1. ikimizle ilgili bölük pörçük hatıralar var aklımda. odadan odaya geziyorsun zihnimde.


    leblebi tozu yerken çıkıyorsun birden, odaların birinden.

    sen yeşillik topluyorsun bahçede, ben verandanın demirlerine oturmuşum afiyetle elimdekini bitirmeye çalışıyorum.
    endişeyle yanıma geliyorsun düşeceğim diye. hayatta hiç bir şey zarar veremez gibi geliyor o an. sen hep yanımdasın ya..


    sonra karda yürürken çıkıveriyorsun bir diğer odadan.

    kocaman bir kardan kadın yapmışsın. kar topundan saçları, inci gerdanlığı var bir de.
    ben kendimi kömür ararken buluyorum, prensesin gözleri için..
    kucağına alıp sımsıkı sarılıyorsun. sanki gideceğini biliyordun bu kadar erken..


    her elektrik kesilişinde giriveriyorsun bir diğer odadan içeriye.

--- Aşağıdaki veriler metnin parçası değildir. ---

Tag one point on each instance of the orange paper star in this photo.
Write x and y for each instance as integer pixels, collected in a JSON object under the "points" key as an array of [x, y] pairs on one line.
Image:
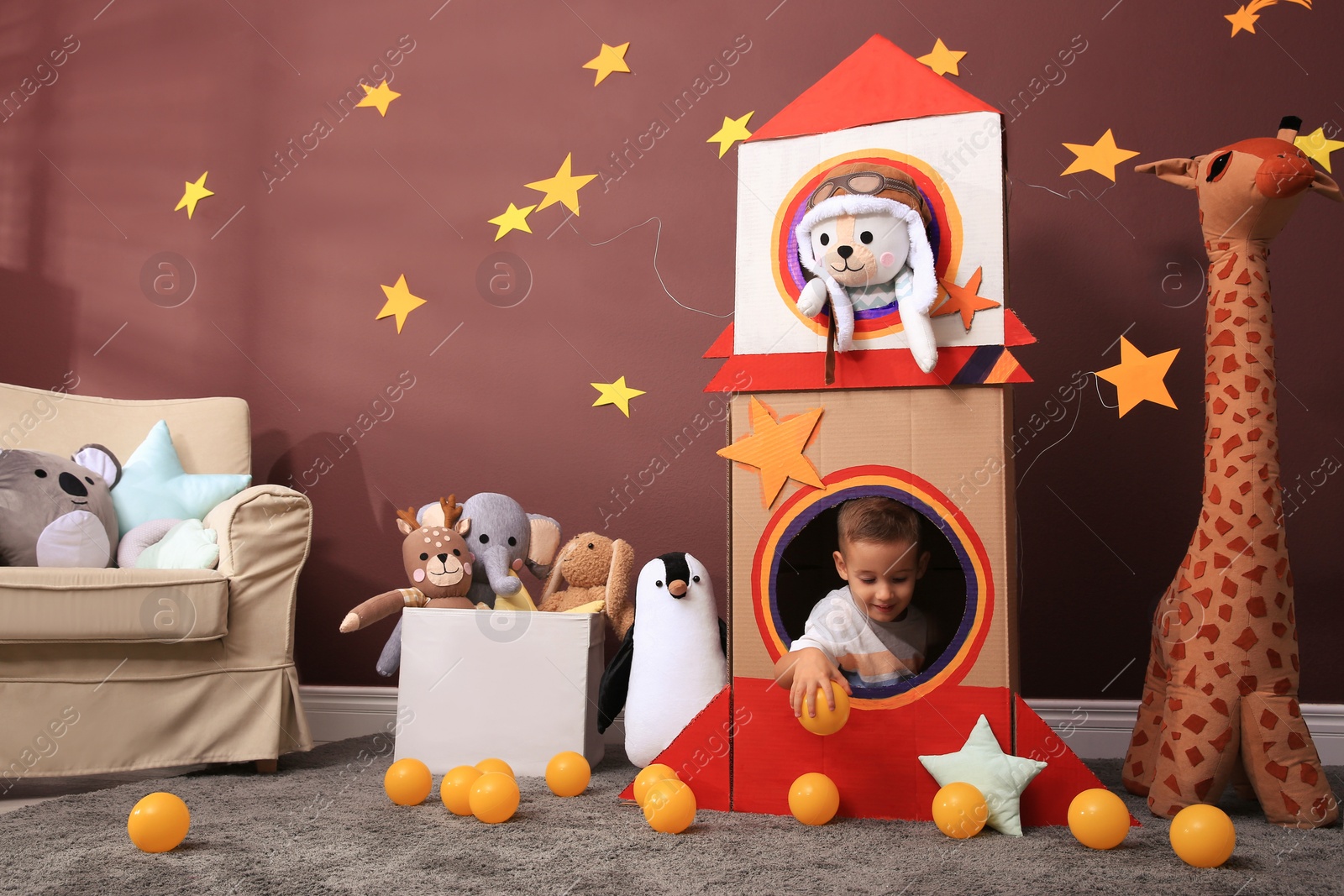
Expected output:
{"points": [[776, 449], [1247, 16], [1139, 378], [1101, 156], [964, 301]]}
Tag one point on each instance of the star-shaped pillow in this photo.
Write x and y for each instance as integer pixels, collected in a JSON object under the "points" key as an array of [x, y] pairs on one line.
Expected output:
{"points": [[999, 777], [154, 485]]}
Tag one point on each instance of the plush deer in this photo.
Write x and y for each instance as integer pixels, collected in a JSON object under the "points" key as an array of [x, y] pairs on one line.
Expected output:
{"points": [[1221, 689], [437, 562]]}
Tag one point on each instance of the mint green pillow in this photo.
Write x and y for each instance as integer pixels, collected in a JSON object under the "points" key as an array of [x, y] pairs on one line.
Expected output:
{"points": [[187, 546], [154, 485]]}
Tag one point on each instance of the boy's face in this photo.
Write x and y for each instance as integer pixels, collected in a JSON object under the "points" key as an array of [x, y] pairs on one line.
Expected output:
{"points": [[882, 575]]}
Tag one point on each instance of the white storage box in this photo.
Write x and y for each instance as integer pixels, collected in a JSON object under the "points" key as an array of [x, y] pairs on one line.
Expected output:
{"points": [[521, 687]]}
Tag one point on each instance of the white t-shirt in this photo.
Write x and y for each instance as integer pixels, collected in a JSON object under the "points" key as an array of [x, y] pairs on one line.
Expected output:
{"points": [[870, 653]]}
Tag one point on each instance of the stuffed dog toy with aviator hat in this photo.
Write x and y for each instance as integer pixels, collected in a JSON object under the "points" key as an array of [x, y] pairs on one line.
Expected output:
{"points": [[864, 239]]}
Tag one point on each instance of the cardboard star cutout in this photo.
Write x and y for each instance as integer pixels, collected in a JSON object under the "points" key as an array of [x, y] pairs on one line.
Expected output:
{"points": [[617, 394], [963, 300], [561, 188], [378, 97], [941, 60], [999, 777], [732, 132], [1139, 378], [1101, 156], [514, 217], [776, 449], [606, 60], [1319, 147], [194, 194], [400, 302]]}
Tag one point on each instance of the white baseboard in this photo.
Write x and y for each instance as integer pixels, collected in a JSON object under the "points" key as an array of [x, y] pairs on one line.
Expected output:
{"points": [[1092, 728]]}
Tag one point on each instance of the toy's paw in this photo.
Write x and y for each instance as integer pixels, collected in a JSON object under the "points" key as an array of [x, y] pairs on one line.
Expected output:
{"points": [[812, 298], [925, 358]]}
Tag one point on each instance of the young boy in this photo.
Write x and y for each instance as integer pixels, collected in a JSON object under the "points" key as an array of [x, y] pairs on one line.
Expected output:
{"points": [[866, 631]]}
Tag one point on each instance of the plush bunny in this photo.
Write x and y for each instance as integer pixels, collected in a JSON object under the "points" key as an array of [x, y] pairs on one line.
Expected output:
{"points": [[593, 570], [864, 239], [437, 562]]}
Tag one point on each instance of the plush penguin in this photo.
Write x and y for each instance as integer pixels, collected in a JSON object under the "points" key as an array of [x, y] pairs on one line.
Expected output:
{"points": [[682, 661], [864, 239]]}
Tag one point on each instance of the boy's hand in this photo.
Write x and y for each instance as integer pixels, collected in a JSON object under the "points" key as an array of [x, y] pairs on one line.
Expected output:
{"points": [[813, 671]]}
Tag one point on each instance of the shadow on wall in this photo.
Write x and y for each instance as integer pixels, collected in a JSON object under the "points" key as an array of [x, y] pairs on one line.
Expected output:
{"points": [[336, 578], [33, 304]]}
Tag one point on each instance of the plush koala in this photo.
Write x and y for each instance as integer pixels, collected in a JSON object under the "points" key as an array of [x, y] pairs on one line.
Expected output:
{"points": [[57, 512]]}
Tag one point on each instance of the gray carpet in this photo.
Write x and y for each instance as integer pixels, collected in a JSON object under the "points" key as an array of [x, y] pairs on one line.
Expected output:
{"points": [[323, 825]]}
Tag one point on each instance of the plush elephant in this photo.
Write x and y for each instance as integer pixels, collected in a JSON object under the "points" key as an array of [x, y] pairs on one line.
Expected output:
{"points": [[504, 537]]}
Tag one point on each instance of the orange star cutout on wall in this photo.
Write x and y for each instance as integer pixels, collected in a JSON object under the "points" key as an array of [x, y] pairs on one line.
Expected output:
{"points": [[963, 300], [776, 449], [1245, 16], [1139, 378]]}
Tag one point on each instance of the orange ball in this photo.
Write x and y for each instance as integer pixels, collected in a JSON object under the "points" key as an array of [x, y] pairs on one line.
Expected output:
{"points": [[495, 765], [568, 774], [1099, 819], [159, 822], [669, 806], [1203, 836], [456, 789], [407, 782], [494, 797], [960, 810], [813, 799], [827, 721], [648, 777]]}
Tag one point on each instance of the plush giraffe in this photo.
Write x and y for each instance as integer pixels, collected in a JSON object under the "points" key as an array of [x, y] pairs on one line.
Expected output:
{"points": [[1221, 689]]}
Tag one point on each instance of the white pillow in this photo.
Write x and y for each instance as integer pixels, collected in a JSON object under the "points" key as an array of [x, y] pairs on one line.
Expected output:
{"points": [[187, 546]]}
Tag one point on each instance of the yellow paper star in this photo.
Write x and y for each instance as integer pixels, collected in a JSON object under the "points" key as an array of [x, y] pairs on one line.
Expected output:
{"points": [[514, 217], [192, 195], [732, 132], [776, 449], [963, 300], [1101, 156], [562, 188], [400, 302], [1319, 147], [617, 394], [1139, 378], [606, 60], [380, 97], [941, 60]]}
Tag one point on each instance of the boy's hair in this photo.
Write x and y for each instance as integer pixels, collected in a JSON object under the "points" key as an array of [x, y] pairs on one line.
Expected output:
{"points": [[878, 519]]}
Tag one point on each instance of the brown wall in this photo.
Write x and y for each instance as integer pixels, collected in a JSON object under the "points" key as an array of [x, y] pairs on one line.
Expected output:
{"points": [[495, 96]]}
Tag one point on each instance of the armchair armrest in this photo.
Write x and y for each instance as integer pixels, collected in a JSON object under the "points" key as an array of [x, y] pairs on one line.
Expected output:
{"points": [[264, 539]]}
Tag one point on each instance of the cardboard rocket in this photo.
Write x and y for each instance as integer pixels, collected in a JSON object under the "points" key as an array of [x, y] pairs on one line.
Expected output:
{"points": [[938, 443]]}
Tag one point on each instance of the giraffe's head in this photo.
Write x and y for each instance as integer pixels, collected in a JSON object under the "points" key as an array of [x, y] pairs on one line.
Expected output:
{"points": [[1250, 188]]}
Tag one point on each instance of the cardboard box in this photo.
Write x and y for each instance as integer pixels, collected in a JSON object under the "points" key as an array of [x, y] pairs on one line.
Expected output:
{"points": [[871, 422], [510, 684]]}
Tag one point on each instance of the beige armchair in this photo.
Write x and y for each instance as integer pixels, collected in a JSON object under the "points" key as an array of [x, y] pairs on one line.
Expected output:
{"points": [[121, 669]]}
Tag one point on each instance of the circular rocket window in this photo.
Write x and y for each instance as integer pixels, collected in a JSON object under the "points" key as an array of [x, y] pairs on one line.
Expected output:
{"points": [[795, 570]]}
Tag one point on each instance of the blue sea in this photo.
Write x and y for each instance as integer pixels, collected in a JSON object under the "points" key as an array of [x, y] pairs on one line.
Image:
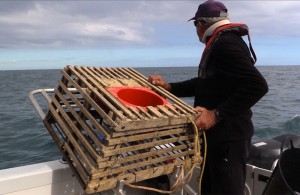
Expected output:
{"points": [[24, 139]]}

    bir elinde gaz lambası, diğerinde kitaplar. hayal dünyasının kapılarını ilk aralayan kahramanım. masal tadında, senin kokunla, gaz lambası ışığında bir anı daha canlanıyor aklımda.

    bu arada "kadifeden kesesi"ni hala sana söylüyorum. duyuyor musun?

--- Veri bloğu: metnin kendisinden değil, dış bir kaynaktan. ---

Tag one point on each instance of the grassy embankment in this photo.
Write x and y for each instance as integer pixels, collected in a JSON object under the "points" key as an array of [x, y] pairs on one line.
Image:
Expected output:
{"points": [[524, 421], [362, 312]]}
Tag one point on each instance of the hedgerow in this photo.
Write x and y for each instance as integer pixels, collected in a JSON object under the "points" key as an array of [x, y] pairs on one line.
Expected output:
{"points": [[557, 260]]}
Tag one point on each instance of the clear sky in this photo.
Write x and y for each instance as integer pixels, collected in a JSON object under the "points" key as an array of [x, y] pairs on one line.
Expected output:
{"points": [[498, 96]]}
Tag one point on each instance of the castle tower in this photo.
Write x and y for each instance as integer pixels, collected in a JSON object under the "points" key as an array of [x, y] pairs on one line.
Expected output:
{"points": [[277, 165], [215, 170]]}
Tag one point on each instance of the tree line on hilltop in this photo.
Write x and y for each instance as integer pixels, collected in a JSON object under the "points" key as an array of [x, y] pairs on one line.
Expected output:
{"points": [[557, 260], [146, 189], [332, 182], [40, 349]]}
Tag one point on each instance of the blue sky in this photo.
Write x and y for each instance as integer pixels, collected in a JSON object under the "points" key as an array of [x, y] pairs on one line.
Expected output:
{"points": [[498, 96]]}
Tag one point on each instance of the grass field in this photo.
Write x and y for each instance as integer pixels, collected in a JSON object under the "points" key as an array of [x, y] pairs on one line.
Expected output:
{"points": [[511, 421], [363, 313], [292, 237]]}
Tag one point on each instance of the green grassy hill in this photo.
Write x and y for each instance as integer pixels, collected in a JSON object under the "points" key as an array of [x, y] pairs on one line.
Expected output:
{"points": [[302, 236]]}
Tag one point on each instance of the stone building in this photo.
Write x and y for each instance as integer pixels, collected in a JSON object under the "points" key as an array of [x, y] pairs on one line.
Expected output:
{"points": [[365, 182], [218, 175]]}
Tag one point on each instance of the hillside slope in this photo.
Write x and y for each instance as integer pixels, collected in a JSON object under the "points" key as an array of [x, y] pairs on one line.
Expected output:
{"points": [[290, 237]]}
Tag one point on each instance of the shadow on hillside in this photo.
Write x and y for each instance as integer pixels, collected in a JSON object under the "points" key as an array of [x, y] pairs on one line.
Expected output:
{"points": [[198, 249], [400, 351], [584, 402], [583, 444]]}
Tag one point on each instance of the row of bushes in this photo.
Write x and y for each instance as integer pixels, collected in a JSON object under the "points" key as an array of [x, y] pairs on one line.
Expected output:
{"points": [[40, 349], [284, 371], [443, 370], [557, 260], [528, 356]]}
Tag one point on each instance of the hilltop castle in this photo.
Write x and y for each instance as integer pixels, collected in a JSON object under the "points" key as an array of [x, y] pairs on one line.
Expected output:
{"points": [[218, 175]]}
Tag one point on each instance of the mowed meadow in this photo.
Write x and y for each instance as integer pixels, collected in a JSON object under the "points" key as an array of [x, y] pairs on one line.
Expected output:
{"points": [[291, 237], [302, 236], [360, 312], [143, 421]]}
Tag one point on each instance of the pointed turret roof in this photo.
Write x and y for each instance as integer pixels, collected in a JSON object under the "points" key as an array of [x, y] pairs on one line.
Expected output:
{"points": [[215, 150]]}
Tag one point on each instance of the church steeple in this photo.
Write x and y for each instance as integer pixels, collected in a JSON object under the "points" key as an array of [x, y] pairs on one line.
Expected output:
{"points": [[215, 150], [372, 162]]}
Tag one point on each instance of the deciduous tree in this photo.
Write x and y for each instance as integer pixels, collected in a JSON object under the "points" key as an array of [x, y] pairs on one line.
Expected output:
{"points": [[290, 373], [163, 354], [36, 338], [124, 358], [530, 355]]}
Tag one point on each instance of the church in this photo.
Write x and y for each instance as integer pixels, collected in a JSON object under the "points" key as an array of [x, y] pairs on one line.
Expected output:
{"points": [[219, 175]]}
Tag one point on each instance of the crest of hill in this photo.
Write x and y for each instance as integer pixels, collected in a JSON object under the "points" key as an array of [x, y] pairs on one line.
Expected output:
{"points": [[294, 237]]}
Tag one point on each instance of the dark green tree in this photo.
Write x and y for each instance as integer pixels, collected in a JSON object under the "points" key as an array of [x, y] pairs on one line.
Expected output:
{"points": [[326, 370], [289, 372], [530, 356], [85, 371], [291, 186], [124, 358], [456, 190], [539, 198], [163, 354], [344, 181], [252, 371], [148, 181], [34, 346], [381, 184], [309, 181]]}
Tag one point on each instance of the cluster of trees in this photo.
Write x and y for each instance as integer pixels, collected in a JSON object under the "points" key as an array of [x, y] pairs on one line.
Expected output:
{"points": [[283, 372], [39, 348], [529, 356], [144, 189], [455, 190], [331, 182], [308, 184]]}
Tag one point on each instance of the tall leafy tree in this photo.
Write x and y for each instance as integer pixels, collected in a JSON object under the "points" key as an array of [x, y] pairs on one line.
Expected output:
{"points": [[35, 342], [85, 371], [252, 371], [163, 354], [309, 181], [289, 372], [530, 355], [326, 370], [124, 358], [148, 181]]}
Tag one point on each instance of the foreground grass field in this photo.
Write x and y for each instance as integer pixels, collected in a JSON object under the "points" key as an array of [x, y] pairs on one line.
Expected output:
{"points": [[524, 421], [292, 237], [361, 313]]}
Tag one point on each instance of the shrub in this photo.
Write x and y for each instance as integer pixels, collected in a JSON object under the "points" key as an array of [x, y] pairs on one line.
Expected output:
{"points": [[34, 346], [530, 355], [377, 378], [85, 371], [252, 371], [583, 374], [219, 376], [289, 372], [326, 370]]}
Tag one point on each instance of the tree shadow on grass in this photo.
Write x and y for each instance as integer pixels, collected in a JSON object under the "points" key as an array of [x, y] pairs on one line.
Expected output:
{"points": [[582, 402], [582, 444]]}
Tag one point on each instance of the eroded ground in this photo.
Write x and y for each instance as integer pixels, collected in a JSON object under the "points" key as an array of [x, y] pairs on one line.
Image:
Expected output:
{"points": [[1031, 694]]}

    sonra bir yaz sabahı gidiveriyorsun habersiz.
    okuyacak onca kitabımızı, birlikte söyleyecek şarkılarımızı, yaşanacak onca anımızı da alıp gidiyorsun yanına.

    karda yürürken,
    bahçede yeşilliklerle uğraşırken,
    yağmur kokusunu duydukça
    şarkımızı söylerken,
    gaz lambasının ışığında otururken,
    her yeni kitap alışımda yanıbaşımda duruyor gibisin.

    bu anlardaki gülümsememin sebebi hala sensin.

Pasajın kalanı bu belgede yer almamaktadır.